Let $q$ be an odd prime power. Consider the map $f:\Bbb F_{q^3} \rightarrow \Bbb F_{q^3}$, defined by $$f(x)=\alpha x^q+\alpha^q x$$ for some fixed $\alpha \in \Bbb F_{q^3} \setminus \{ 0 \}$. Show that $f$ is a bijection.
Hint: If $\beta \in \ker(f) \setminus \{ 0 \}$ consider the relative norm map $N_{\Bbb F_{q^3}/{\Bbb F_q}}(\alpha \beta^q)$.
On
Consider
$$g(x) =f(x)-f(a)=\alpha(x-a)^q+\alpha^q(x-a)$$
since $q\equiv 0$ in our field and the binomial theorem holds. Now if $f$ has a double value, say $f(a)$ which is taken on twice, then $g$ has a two zeros. However, if $b\ne a$ is such a pair of zeros, we have
$$\alpha(b-a)^q+\alpha^q(b-a)=0\iff (b-a)^{q-1}=-(\alpha)^{q-1}.$$
Then
$$\left({b-a\over \alpha}\right)^{q-1}=-1$$
So that ${b-a\over\alpha}\not\in\Bbb F_{q}$, as elements of the base field are totally determined by the fact that they are roots of $x^q-x$. However, this implies
$$\left({b-a\over \alpha}\right)^{q^2}={b-a\over\alpha}$$
i.e. ${b-a\over\alpha}\in\Bbb F_{q^2}$ which is impossible since that field is not a sub-extension of $\Bbb F_{q^3}$. Hence no such $b$ exists.
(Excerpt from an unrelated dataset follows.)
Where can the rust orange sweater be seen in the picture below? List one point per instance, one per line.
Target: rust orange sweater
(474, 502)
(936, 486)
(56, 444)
I like Adam's solution a lot. I arrived at the scene late, so I'm just adding this as my best guess as to what the hint means.
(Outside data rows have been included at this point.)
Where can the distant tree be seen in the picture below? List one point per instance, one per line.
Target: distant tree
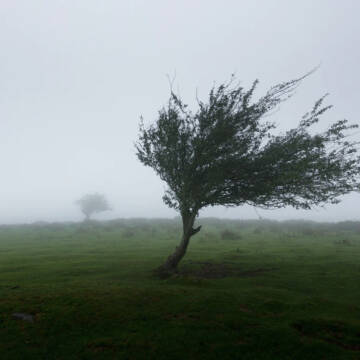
(93, 203)
(226, 153)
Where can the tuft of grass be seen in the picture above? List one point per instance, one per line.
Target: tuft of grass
(92, 293)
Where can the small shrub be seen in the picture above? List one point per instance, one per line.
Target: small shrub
(345, 242)
(229, 235)
(129, 233)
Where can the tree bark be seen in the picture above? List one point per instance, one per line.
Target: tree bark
(173, 260)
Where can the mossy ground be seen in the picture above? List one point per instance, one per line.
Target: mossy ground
(273, 291)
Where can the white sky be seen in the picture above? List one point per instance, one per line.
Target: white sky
(75, 76)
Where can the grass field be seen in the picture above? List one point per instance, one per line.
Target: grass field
(245, 290)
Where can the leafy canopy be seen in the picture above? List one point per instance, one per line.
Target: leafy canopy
(226, 152)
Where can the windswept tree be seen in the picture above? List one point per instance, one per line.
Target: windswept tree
(228, 153)
(93, 203)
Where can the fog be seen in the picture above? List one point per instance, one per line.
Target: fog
(75, 77)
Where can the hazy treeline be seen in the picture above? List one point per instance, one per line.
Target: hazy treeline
(303, 227)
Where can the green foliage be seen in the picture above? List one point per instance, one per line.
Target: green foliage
(93, 203)
(277, 297)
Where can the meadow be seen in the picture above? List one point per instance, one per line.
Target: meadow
(245, 290)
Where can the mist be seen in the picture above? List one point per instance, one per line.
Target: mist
(75, 77)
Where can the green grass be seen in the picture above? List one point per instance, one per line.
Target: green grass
(292, 291)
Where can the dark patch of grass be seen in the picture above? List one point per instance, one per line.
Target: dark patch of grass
(92, 292)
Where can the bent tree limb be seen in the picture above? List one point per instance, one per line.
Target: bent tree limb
(227, 153)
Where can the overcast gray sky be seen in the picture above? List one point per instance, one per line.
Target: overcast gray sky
(75, 76)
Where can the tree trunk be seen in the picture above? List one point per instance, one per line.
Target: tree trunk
(173, 260)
The mapping $f$ is linear over the subfield $\Bbb{F}_q$, so it suffices to show that its kernel is trivial. Assume that there exists a $\beta$ such that $f(\beta)=0$. This implies that $$ \alpha\beta^q=-\alpha^q\beta.\qquad(*) $$ Let's appply the Frobenius automorphism to both sides: $$ \alpha^q\beta^{q^2}=-\alpha^{q^2}\beta^q. $$ Repeat the dose remembering that raising to power $q^3$ is the identity mapping: $$ \alpha^{q^2}\beta=-\alpha\beta^{q^2}. $$ Let's multiply these three equations together, and arrive at $$ N(\alpha)N(\beta)=-N(\alpha)N(\beta). $$ Here $N(x)=x\cdot x^q\cdot x^{q^2}$ is the relative norm map. Because $-1\neq1$ (here we need the assumption that $q$ is odd) this implies that $N(\alpha)N(\beta)=0$. But the norm vanishes only at zero, so we can conclude that $\alpha=0$ or $\beta=0$. The former possibility was assumed not to hold, so $\beta=0$. The claim follows.
Using Adam's idea we could deduce (assuming $\alpha\beta\neq0$) from (*) directly that $$ \left(\frac\beta\alpha\right)^{q-1}=-1. $$ This leads to a contradiction by Adam's argument.